The Eds bid a fond farewell as they lay Serials to rest

We are excited to bring you this first edition of Insights and very much hope you all like the changes in format and design. It is not just Insights that has changed – change is happening all around us – and it is a strong theme in many of the articles in this issue. Aleksandra K Krotoski says that the internet is “the greatest social experiment of our time” and while this means great opportunities to gather and share open data, it brings with it new ethical issues that we have yet to address. IJsbrand Jan Aalbersberg and his colleagues from Elsevier discuss what the article of the future might look like and Reed Elfenbein of Wiley-Blackwell considers how scholarly communication might change and how publishing now needs constantly to reinvent itself. Mike Taylor talks about how the use of new technologies has the potential to reduce costs, deal with information overload and foster collaboration. If, like us, you are still a little fuzzy about the benefits of the Open Researcher and Contributor ID organization (ORCID) – this article makes it all clear!

In the face of all this technological change, James G Neal discusses not only how the academic research library might sustain its core responsibilities but also how it is taking on important new roles. James argues that one of those roles is as a builder of digital collections, and such activity increasingly means collaboration. Fortuitously, Simon Bell from the British Library has provided us with his top-ten things to consider when entering into public-private digitization partnerships and Caren Milloy of JISC Collections tells us about some of the challenges her organization has faced in building platforms for digitized content.

Terry Bucknell follows up on the presentation he gave at last year's UKSG conference by discussing how buying packages or bundles of e-books can provide better value than title-by-title selection or patron-driven acquisition (PDA). With big deals for journals and perhaps for e-books, you might think that inter-library loan (ILL) is a thing of the past – but Mike McGrath tells us that ILL is in good health, and Gareth J Johnson gives us the low-down on the UK inter-lending scene!

The economic downturn means that cancellations are now an unpleasant fact, and Anne Murphy explains how the AMNCH Library used an evidenced-based approach when faced with having to make a 25% reduction in subscribed titles. Challenging economic times also means a greater emphasis than ever on efficiency and therefore no surprise that the UKSG one-day conference on the subject of ‘shared services’ was a sell-out. Colin M Cram has written up his presentation for us and it provides practical examples from other sectors of the possible pitfalls and opportunities in setting up a shared service. Marc van den Berg from Tilburg University describes how his local implementation of an integrated library system (ILS) and a cloud solution may be a building block for a Dutch national shared infrastructure for scholarly output. Collaborations are increasingly not only national but also international and Karen Christensen discusses the communication tools we might require to build cross-border communities to energize learning and teaching.

The most enjoyable part of editing Insights is the contact with people in the industry, and in this issue we are pleased to be able to include so many interesting information professionals.

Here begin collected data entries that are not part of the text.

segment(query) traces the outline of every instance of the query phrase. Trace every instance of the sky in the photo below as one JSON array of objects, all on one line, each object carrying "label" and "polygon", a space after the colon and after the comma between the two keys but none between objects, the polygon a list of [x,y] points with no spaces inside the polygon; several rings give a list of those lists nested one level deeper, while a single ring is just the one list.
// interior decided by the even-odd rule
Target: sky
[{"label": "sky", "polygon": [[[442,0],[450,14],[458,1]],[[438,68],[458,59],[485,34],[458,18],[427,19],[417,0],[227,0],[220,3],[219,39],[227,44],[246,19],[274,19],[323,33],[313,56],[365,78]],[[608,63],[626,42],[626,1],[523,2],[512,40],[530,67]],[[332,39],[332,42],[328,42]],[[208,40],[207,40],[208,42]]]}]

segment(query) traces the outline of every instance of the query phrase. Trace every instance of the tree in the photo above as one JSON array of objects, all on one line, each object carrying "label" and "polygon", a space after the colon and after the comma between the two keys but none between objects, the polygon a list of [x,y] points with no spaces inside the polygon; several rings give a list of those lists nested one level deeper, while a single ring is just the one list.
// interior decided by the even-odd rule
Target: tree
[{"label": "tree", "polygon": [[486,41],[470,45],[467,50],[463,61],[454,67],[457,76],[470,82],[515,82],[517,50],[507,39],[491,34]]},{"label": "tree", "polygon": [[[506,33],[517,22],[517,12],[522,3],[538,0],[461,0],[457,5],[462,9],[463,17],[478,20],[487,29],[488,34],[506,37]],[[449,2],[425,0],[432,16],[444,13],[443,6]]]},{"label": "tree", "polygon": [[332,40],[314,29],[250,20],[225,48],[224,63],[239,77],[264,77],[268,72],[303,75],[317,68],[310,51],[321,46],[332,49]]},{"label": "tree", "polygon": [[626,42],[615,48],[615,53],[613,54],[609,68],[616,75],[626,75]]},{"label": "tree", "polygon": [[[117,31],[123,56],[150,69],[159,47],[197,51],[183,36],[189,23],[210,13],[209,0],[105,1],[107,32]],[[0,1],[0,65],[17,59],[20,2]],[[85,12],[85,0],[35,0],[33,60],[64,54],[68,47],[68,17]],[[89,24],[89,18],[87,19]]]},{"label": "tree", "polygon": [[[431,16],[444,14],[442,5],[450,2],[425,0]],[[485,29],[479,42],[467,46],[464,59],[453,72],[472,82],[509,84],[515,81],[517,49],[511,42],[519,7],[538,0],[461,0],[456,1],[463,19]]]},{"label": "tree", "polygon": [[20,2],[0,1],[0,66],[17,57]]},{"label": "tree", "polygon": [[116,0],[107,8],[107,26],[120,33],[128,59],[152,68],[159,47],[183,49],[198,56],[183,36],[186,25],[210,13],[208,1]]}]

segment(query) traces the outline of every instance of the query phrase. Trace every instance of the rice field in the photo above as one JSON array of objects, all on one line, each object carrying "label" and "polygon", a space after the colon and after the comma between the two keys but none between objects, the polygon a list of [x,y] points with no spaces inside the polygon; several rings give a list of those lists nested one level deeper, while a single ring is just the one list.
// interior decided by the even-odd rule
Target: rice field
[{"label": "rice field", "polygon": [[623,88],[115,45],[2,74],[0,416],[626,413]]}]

We start off by introducing two members of our own editorial board: Nick Woolley from King's College London and Kari Paulson, President of EBL. We were delighted when a retired member of our editorial board, Dan Tonkery, was able to step into the breach and interview Deanna Marcum – this is something of an Insights scoop as she has only just started in her new role as Managing Director, Ithaka S+R. In this issue, we also profile Sarah Thomas, the first woman and non-British citizen to be Bodley's Librarian. Our very popular ‘A day in the life’ series introduces you to two characters who certainly get to travel. Todd Carpenter from NISO in the United States describes a terrifying flight to the Charleston Conference and Kerem Kahvecioglu from Istanbul Bilgi University in Turkey tells us about his internship at the Yale Law School Library. Kerem discovered that this library not only lends books – but a dog called Monty!

Finally, Oya Rieger from Cornell University Library leads on our Key Issue: institutional versus subject repositories.

We hope to see many of you in Glasgow at the UKSG Annual Conference, and for those of you who cannot make it, we will bring you articles and reports on all of the hot topics in our next issue.